In an effort to mitigate the impending effects of sea-level rise on coastal populations through architecture, UN-Habitat and OCEANIX are once again taking the lead with a new prototype for a floating settlement in the South Korean city of Busan.
The buzzworthy pair had previously made waves with a Bjarke Ingels-backed 2019 proposal for a floodproof habitat which has now officially found a home thanks to a groundbreaking agreement with the city’s government.
Now, with almost 50 centimeters of sea-level rise expected for the southern peninsula by mid-century, leaders in South Korea look to the prototype as a guide to extreme adaptation efforts that could help circumvent the challenges caused by an influx of coastal city dwellers overrunning a country of 52 million whose total land area is roughly equivalent to the state of Indiana.
The city proposal claims to be designed to withstand a number of natural disasters including tsunamis and the equivalent of a category 5 hurricane. Programmed as a series of hexagon-shaped floating platforms, the still-nascent project (OCEANIX says it has yet to determine the size of the habitat) will offer modular designs for shelter, culture, healthcare, and other necessary structures supported by underwater farms and a special electrified limestone coating that strengthens with age.

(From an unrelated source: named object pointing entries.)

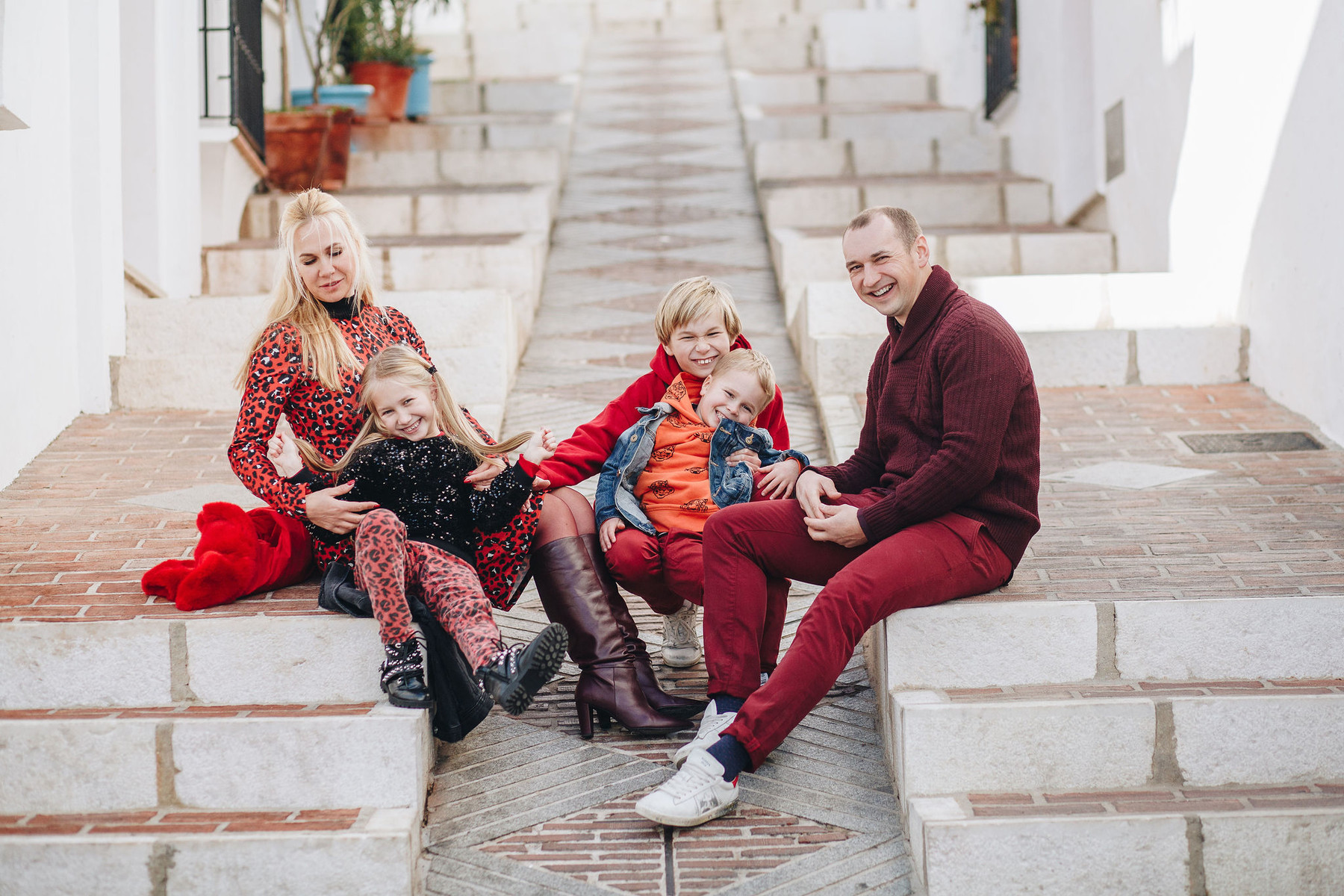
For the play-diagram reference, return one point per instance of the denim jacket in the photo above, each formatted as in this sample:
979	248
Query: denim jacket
631	455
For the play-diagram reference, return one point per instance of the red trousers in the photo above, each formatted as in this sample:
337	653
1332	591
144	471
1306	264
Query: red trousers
670	568
951	556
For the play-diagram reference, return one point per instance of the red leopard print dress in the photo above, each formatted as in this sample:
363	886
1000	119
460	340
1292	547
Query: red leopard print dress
277	383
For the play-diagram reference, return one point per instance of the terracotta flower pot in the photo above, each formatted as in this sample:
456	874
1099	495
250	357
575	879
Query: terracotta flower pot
390	85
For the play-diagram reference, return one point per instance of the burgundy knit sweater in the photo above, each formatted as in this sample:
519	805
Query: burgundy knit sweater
952	425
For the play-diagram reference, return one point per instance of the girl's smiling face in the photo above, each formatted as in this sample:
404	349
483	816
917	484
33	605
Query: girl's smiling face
403	411
326	264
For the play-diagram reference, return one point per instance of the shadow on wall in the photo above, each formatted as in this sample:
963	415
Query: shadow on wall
1290	289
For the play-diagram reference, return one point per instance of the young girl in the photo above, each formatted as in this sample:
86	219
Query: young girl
411	458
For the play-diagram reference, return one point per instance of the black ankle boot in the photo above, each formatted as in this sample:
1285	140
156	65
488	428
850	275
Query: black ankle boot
403	676
515	675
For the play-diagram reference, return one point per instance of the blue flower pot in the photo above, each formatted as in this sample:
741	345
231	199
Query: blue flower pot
418	93
354	96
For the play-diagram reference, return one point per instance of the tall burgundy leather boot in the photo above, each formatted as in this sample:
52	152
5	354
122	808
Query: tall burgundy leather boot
574	593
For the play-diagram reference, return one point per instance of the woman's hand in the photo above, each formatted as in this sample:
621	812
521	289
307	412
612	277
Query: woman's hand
482	477
606	535
326	509
777	481
542	447
745	455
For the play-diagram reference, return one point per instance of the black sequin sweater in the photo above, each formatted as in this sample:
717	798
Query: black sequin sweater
423	482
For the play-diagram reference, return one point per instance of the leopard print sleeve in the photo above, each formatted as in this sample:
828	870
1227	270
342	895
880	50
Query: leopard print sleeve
272	373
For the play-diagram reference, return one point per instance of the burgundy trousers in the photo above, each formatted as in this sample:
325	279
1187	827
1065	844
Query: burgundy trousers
951	556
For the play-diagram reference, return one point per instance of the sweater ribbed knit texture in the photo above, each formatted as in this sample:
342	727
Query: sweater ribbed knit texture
952	425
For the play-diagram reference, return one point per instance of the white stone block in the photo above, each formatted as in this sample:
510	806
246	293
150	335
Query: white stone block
308	660
1030	744
1290	637
1057	857
882	156
983	645
809	206
77	766
1027	202
855	40
1260	741
84	664
1089	358
785	159
75	867
1066	253
329	762
1275	853
1189	355
977	254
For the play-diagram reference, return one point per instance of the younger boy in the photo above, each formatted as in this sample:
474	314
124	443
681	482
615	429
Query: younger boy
673	467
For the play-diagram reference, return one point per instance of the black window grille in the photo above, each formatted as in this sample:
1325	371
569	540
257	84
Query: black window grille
1001	52
233	74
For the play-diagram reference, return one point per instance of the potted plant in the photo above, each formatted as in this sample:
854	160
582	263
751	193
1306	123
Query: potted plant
385	54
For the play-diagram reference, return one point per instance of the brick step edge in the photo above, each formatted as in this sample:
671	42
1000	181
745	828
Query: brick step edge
1296	850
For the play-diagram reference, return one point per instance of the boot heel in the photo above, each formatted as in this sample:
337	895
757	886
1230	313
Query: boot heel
585	719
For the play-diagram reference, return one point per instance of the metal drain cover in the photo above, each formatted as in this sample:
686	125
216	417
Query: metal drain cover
1229	442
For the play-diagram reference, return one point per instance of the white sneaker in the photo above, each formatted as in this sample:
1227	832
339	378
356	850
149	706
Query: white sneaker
712	729
692	795
680	642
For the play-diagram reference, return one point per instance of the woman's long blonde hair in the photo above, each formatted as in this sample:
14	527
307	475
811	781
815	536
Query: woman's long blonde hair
402	364
324	349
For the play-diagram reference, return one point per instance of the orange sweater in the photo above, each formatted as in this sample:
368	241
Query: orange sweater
675	487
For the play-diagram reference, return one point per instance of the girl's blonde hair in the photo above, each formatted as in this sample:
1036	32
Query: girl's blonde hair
324	349
401	364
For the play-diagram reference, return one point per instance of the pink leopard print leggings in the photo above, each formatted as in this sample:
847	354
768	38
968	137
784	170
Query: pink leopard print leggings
386	564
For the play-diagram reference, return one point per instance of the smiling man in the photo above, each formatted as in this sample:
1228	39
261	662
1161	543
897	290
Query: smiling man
937	503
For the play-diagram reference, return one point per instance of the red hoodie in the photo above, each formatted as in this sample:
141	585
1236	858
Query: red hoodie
584	453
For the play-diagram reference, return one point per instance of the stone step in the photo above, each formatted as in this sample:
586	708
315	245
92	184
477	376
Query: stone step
510	261
1258	841
484	131
878	158
184	352
181	850
991	200
823	87
234	758
850	121
425	211
1120	735
455	167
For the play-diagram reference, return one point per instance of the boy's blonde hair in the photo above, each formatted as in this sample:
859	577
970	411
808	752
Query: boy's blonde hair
403	366
691	300
753	361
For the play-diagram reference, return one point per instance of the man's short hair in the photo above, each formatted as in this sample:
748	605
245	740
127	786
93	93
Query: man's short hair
752	361
691	300
907	228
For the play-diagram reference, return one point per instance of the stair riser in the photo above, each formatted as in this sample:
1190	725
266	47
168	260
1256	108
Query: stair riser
250	763
316	864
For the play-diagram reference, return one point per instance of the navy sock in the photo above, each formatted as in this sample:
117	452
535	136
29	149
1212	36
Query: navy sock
732	755
726	703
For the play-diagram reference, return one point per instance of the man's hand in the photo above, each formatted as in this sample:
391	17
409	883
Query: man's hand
812	487
780	479
326	509
839	524
606	535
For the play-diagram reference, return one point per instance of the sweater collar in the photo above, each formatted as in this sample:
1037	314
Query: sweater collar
927	309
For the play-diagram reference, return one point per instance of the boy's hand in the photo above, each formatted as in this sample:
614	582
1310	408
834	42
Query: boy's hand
541	447
779	480
284	453
606	535
746	455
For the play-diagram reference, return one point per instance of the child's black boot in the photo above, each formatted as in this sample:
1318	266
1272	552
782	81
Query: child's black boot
515	675
403	676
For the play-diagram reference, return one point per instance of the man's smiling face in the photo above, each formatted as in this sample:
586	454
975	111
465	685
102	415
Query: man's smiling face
883	272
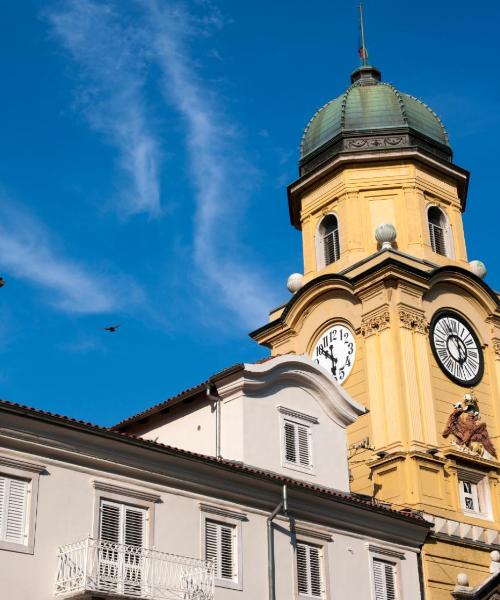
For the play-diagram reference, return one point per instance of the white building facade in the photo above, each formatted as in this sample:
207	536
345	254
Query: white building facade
237	488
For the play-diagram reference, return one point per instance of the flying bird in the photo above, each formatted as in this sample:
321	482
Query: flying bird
112	328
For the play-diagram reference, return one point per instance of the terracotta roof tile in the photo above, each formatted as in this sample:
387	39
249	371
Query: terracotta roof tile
235	466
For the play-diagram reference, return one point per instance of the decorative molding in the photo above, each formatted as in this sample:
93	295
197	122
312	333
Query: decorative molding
222	511
22	465
376	142
413	320
386	551
375	323
295	414
470	475
312	533
466	533
110	488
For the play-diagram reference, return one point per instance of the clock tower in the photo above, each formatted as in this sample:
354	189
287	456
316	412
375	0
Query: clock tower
389	304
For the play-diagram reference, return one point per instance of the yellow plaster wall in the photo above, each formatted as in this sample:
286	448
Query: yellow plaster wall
395	374
364	197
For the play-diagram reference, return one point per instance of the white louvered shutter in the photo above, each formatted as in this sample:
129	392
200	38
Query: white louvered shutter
297	443
122	524
13	509
304	451
332	247
220	548
384	576
121	566
110	525
309	570
290	442
133	534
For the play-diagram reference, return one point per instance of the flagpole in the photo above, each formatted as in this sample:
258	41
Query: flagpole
362	32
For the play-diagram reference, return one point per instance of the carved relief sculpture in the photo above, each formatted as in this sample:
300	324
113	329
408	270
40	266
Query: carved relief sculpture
471	435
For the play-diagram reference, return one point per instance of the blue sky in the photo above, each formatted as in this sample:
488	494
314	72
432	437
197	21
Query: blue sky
145	149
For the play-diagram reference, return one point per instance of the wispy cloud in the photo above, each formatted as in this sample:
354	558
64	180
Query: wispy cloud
108	49
28	252
115	44
218	174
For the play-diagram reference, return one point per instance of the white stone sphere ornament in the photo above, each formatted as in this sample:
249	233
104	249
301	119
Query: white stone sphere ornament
478	268
295	282
385	234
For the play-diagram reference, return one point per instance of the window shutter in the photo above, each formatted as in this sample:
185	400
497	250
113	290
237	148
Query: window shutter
438	239
134	526
384	576
303	435
290	443
297	443
309	576
110	524
219	548
122	524
13	503
332	246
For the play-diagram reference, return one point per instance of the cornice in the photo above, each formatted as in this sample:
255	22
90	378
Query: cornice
111	488
223	511
347	159
23	465
390	266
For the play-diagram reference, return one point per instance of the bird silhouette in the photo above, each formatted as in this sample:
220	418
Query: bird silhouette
112	328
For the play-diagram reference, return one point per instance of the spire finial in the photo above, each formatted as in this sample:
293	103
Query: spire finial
363	54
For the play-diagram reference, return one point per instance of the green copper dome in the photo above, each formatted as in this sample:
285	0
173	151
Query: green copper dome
371	116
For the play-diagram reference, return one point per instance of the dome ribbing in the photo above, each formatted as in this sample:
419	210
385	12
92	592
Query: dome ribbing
372	115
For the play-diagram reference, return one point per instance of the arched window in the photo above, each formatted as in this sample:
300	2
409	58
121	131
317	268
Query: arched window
438	230
329	240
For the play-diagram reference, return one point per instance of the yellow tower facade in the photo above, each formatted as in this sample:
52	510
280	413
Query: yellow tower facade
390	305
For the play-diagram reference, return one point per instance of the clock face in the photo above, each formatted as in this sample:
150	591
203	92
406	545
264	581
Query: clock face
335	351
456	348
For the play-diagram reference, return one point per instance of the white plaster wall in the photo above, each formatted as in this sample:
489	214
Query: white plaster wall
65	515
189	426
263	437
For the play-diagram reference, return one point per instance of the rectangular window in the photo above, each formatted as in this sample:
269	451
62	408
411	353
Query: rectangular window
121	545
297	443
384	580
470	498
474	494
13	509
220	547
438	239
309	570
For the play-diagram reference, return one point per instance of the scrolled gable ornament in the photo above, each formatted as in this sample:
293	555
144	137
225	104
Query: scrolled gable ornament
471	435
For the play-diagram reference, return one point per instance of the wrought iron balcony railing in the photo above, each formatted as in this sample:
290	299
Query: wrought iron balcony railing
131	571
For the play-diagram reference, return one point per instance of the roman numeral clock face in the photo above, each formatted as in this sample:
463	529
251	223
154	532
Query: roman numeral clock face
335	351
456	348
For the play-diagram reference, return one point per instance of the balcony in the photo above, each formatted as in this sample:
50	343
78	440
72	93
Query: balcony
95	567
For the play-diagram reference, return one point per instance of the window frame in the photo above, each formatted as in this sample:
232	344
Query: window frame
390	556
320	242
320	539
30	472
299	420
481	491
131	497
233	519
447	232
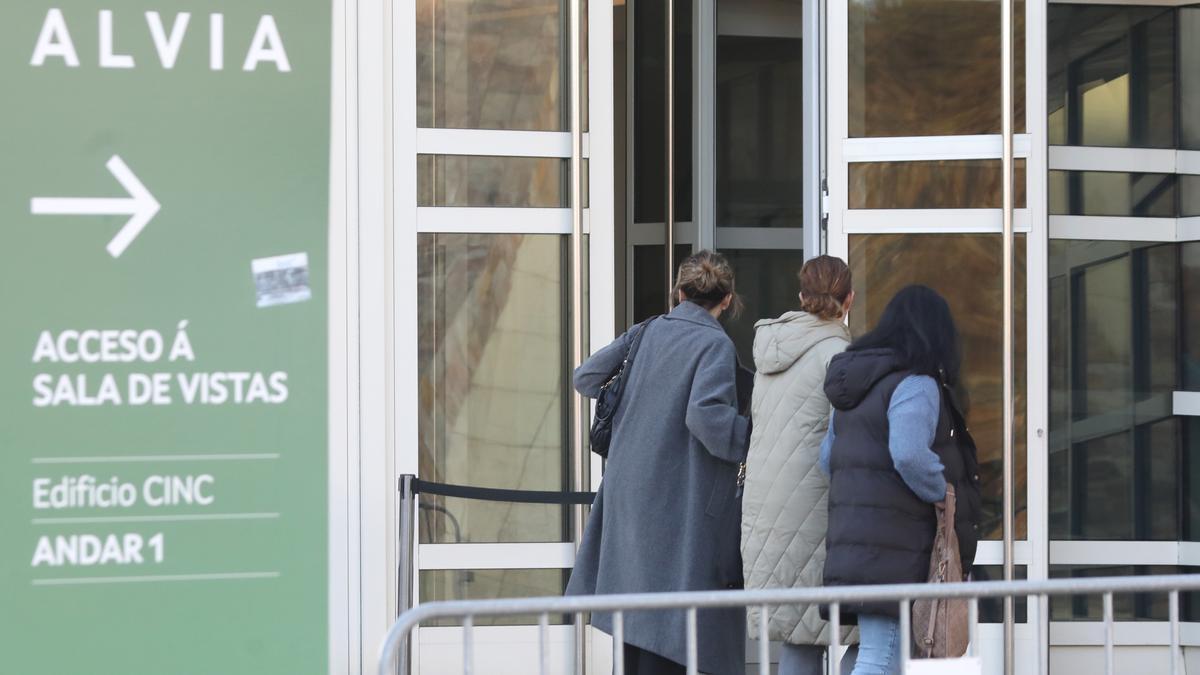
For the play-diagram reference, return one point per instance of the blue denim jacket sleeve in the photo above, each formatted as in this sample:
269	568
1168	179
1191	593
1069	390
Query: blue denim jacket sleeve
827	446
912	425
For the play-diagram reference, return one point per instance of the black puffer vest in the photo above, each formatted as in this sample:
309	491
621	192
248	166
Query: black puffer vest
880	531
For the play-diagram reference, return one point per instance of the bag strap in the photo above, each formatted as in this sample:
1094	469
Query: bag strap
637	340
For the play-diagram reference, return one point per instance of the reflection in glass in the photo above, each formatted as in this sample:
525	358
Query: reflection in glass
467	180
1126	607
966	269
1189	77
491	371
491	64
991	610
1114	193
943	184
760	135
649	112
1119	310
1189	285
1189	195
930	67
489	585
1111	76
769	285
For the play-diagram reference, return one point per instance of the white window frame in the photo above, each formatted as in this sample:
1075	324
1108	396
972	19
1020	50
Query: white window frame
844	150
408	220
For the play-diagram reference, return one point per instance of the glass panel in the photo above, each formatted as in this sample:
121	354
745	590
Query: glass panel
1115	447
1113	193
492	381
649	112
760	108
991	610
966	269
1189	286
465	180
769	285
489	585
1126	607
649	279
930	67
1111	76
949	184
1192	470
1102	505
491	64
1157	472
1103	339
1189	193
1189	77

Coastal regions in other parts of the world are facing a similar danger with the added threat of having their cultures destroyed entirely if an intervention such as this cannot be accomplished. What OCEANIX hopes for would constitute a major development in the fight against a vulnerability that affects 90% of the world’s largest cities, something the company’s development partner feels is a vital weapon in worldwide efforts to adapt to the most pressing outputs of climate change.
“Sustainable floating cities are a part of the arsenal of climate adaptation strategies available to us. Instead of fighting with water, let us learn to live in harmony with it,” UN-Habitat Executive Director Maimunah Mohd Sharif said in a statement. “We look forward to developing climate adaptation and nature-based solutions through the floating city concept, and Busan is the ideal choice to deploy the prototype.”
Initial costs are estimated at around $200 million but are expected to grow as the design takes shape. For now, construction is expected to begin next year with the full prototype delivered by 2025. OCEANIX has said the company is in talks with ten other cities. A model of their original prototype is on view in the Smithsonian Museum’s FUTURES exhibition until July of next year.
4 Comments
If sea level rise was like a bathtub filling up this concept will probably work. But if 50 cm of sea level rise comes with twice a month storms and 5 meter waves and 60 knot wind it may not. Please make your residents aware this floating city is an experiment that can go awfully wrong.
A $200 million price tag seems ridiculously low!
This project will have to be sited well inland to survive "tsunamis and the equivalent of a category 5 hurricane".